My last “a-ha!” moment using R, and the one that has solidified that I am never going back to my previous statistical software, was when I realized how quickly and easily I could create reports.
Have you ever had more data come in after you finished the report? I have, and it was always a nightmare. I had to update every single analysis, graph, and table. It was exhausting, it was time-consuming, and it was expensive. But when I realized I could use R in a way that saved me (and, more importantly, my clients!) time and money, I was completely on board!
Just like you might in another statistical software, it requires having all of your statistical syntax ready to go in R code. The difference here is that I can add my text, tables, figures, and even formatting into the same R code document, called an R Markdown (Rmd) file. When I’m done with writing the report and doing all of the analyses, I “knit” the document, and voila! A report is born!
Cool Trick: When new data comes in, or when you find an error with your data, all you have to do is fix your data and click “knit” again! No more manually updating everything, R does it all for you. This is a prime example of a reproducible workflow in which I can easily and quickly reproduce what I did even when new data comes in.
Rad Resource: Want to see this in action? Check out the HTML report here and the Rmd file here. These are all uploaded on Github, along with the data, so you can download and edit for use in your own reports!
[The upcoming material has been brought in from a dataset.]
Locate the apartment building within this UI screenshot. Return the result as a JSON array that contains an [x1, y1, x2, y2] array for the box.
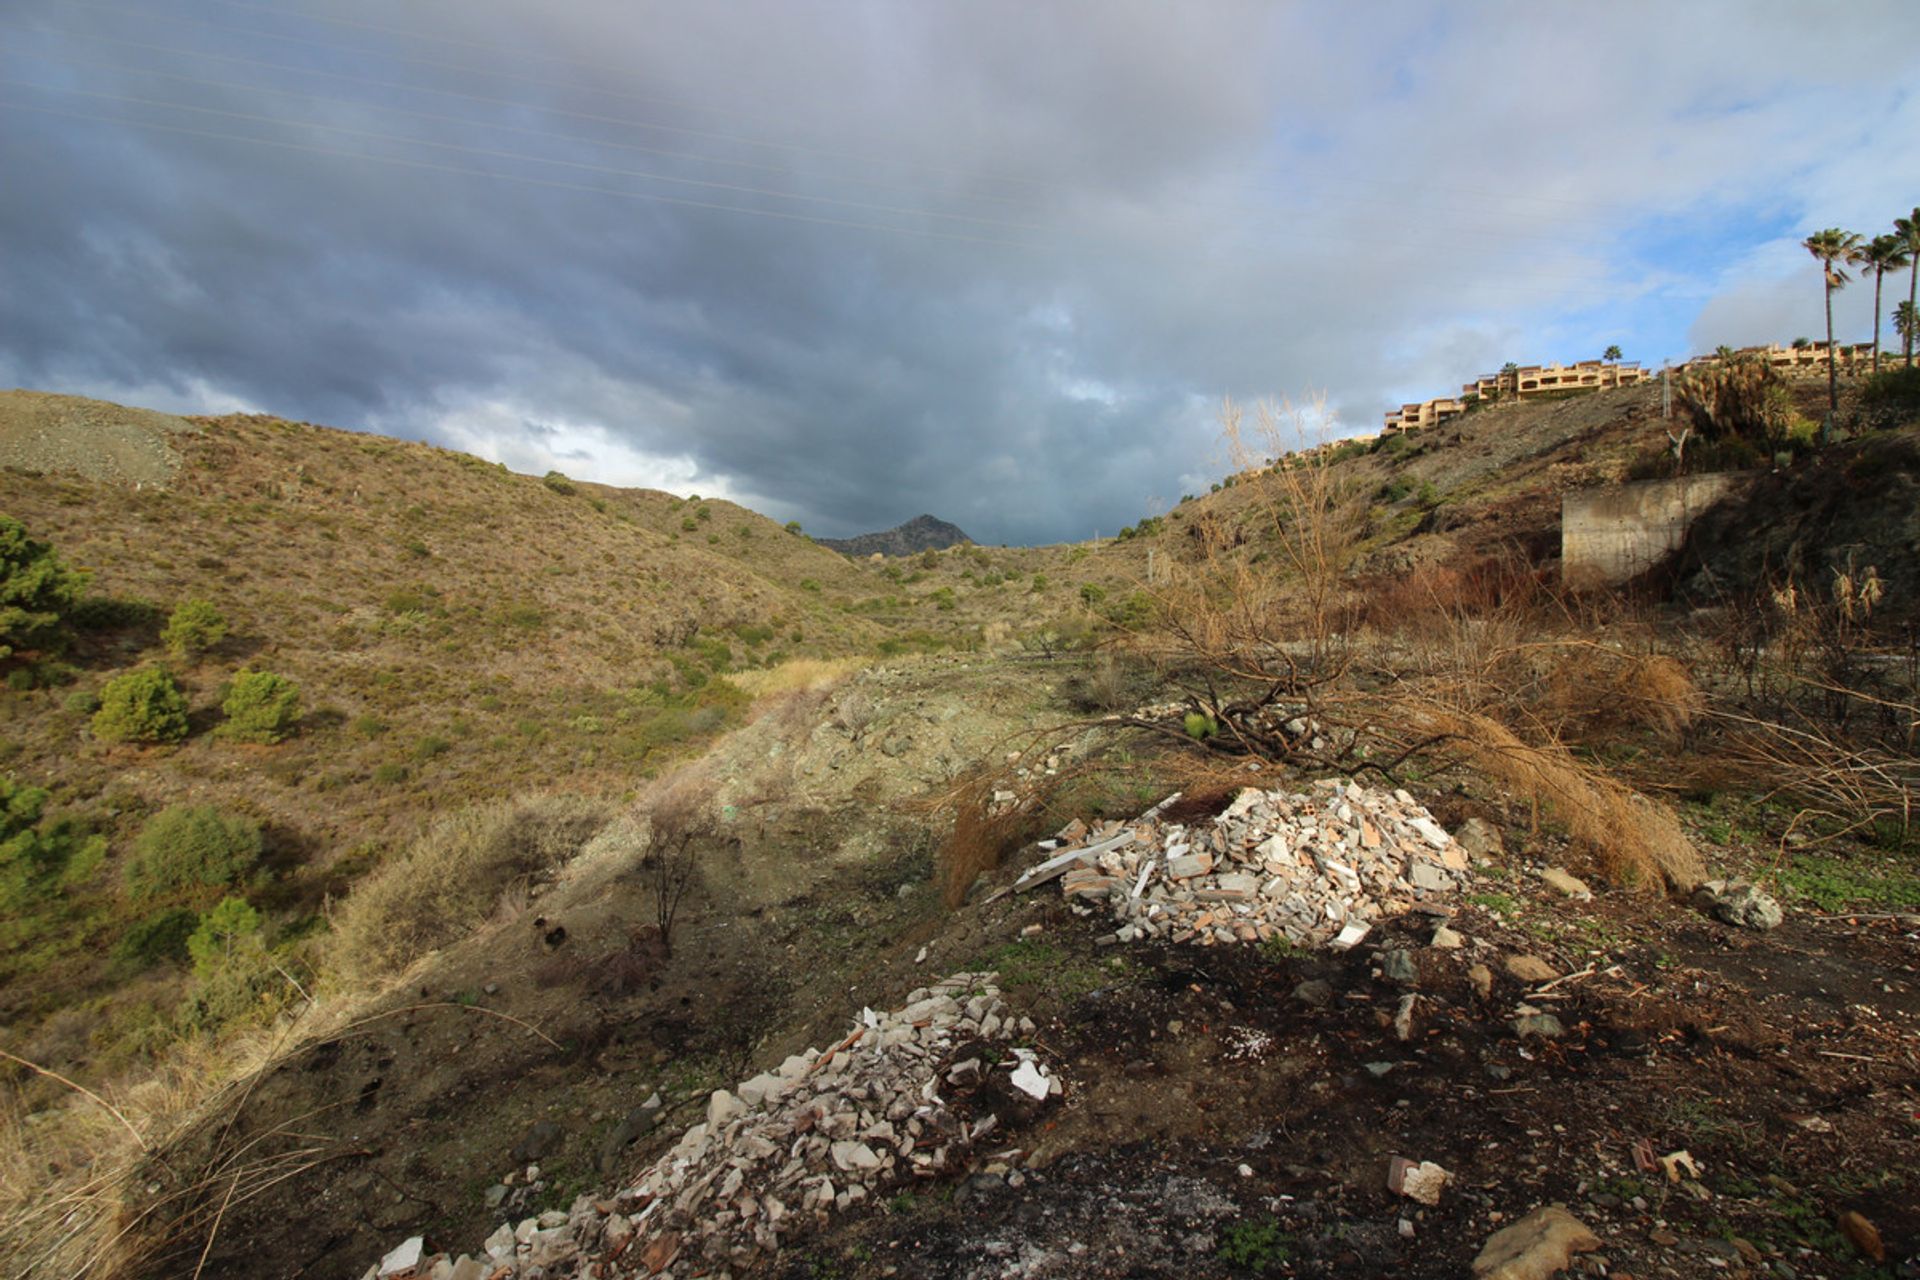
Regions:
[[1461, 359, 1652, 401]]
Hot Tip: Do you have to do break-out reports a lot, such as an individualized report for each site you surveyed? With a few simple lines of code, you can have R create all of your reports for you automatically!
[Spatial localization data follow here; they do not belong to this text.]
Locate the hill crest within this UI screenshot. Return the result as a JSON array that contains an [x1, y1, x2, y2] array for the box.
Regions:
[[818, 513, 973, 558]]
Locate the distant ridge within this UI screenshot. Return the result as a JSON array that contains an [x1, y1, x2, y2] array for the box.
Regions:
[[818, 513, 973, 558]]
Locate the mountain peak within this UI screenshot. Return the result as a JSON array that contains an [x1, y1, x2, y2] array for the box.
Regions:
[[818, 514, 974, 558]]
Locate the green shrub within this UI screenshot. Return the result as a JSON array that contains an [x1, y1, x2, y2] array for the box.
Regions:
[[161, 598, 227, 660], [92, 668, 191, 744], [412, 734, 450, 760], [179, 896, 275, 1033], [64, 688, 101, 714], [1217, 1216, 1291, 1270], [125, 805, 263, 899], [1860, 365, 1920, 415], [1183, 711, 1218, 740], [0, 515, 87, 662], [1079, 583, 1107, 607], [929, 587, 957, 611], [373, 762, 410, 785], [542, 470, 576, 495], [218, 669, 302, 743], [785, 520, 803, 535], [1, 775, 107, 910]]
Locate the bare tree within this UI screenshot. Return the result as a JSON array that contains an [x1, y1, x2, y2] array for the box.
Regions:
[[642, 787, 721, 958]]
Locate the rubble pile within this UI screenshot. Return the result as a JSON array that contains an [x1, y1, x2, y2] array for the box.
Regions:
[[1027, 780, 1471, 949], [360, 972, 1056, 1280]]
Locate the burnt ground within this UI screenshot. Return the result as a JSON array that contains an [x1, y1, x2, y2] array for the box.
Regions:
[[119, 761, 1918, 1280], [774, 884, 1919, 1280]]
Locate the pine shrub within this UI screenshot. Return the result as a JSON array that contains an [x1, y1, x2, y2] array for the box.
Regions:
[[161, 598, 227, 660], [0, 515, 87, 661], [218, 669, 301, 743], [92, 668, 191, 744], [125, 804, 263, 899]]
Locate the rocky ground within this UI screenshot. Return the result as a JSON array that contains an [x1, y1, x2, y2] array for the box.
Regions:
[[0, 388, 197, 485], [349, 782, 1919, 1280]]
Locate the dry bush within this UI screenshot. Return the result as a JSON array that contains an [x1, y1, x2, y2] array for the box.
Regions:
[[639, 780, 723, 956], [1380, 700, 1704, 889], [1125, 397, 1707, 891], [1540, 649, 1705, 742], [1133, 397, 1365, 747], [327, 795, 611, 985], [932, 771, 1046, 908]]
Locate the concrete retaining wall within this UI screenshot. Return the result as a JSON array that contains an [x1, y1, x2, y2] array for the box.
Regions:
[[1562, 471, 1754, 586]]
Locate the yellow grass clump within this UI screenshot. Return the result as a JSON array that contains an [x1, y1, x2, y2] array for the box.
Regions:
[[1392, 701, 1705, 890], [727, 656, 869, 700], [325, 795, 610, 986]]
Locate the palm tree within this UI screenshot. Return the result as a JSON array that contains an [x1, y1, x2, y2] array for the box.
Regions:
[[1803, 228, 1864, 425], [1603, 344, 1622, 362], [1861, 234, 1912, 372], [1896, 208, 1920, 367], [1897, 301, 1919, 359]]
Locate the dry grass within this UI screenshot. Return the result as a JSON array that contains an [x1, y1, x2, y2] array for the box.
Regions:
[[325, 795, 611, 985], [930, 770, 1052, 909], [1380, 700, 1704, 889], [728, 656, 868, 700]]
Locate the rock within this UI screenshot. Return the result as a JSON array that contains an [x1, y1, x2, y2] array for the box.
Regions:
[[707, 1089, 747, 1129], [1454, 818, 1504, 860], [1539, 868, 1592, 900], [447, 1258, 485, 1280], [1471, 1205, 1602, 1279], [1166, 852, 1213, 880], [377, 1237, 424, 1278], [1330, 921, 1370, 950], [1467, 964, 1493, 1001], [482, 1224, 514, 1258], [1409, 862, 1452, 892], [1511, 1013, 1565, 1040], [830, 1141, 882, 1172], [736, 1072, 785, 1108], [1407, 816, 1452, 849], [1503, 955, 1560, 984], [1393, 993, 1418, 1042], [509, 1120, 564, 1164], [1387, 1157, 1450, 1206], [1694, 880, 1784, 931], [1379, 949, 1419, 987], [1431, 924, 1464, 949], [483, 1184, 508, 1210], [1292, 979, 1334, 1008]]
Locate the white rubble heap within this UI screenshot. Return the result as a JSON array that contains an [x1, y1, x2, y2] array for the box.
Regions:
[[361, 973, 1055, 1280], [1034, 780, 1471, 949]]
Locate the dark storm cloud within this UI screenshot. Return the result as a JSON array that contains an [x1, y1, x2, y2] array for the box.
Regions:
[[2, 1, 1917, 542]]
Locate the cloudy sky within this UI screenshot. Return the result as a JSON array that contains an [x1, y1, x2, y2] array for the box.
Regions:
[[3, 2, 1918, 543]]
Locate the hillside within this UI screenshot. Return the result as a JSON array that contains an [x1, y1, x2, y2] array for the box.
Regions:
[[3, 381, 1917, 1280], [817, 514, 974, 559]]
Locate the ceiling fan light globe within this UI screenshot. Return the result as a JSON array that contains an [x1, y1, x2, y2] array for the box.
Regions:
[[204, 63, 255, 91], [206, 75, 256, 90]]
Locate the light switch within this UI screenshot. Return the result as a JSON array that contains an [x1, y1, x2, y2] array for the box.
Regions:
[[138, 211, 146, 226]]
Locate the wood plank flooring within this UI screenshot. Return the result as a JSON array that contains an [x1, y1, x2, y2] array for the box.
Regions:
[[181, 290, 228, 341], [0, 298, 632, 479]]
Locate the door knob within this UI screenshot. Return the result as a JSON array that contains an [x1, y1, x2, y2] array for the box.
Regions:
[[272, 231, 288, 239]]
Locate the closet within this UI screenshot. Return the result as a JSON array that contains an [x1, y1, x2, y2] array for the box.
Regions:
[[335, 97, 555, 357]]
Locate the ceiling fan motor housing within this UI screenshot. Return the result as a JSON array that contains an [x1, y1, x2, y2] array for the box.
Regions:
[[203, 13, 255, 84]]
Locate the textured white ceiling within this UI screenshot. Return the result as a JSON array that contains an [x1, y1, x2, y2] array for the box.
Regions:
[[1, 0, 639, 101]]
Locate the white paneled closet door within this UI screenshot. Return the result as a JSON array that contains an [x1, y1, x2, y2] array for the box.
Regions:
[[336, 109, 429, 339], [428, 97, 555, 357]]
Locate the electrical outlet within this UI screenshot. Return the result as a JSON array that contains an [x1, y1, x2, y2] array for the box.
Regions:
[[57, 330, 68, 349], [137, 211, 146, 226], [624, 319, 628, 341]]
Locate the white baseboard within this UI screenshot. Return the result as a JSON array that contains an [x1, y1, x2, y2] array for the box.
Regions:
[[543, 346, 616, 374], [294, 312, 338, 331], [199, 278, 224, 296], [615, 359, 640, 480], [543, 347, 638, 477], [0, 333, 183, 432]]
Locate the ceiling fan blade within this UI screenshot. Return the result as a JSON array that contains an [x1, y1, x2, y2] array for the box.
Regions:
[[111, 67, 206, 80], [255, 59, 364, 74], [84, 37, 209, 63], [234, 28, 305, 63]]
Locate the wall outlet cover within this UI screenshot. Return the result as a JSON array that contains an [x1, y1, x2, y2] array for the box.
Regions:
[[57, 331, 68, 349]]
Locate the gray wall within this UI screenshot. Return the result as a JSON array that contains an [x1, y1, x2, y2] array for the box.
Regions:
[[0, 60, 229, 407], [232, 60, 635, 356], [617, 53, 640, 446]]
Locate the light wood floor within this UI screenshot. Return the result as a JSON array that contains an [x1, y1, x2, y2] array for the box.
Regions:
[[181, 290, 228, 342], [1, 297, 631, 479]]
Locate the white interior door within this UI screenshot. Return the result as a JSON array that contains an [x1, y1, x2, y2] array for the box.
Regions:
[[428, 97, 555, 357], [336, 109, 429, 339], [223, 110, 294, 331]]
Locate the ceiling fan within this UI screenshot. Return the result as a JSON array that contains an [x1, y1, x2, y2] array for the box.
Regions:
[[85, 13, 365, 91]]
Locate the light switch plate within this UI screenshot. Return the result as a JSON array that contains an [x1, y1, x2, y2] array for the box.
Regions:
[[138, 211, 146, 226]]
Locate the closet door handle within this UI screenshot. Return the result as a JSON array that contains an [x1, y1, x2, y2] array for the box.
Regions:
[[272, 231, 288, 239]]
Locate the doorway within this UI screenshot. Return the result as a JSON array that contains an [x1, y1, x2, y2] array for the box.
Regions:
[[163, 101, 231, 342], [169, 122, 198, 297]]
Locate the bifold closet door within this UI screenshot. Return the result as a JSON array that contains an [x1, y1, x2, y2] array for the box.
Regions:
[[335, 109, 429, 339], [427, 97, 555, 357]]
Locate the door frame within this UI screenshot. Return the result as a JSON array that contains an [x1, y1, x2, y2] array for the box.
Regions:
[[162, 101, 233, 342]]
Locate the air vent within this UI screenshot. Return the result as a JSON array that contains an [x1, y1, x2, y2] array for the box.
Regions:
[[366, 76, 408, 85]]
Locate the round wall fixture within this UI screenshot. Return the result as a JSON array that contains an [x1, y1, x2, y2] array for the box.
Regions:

Lessons Learned: This may not be the solution for everyone. There is a lot of upfront work required for these reports: you need to know how to use R and still might need to do extra formatting at the end. Also, if you’re creating multiple files from the same Rmd, it is difficult to add interpretations to the reports when those interpretations may differ across reports; this may require extra time in adding your interpretations of the data to each report. However, these limitations are more preferable to me than spending (and charging!) hours of work doing this manually.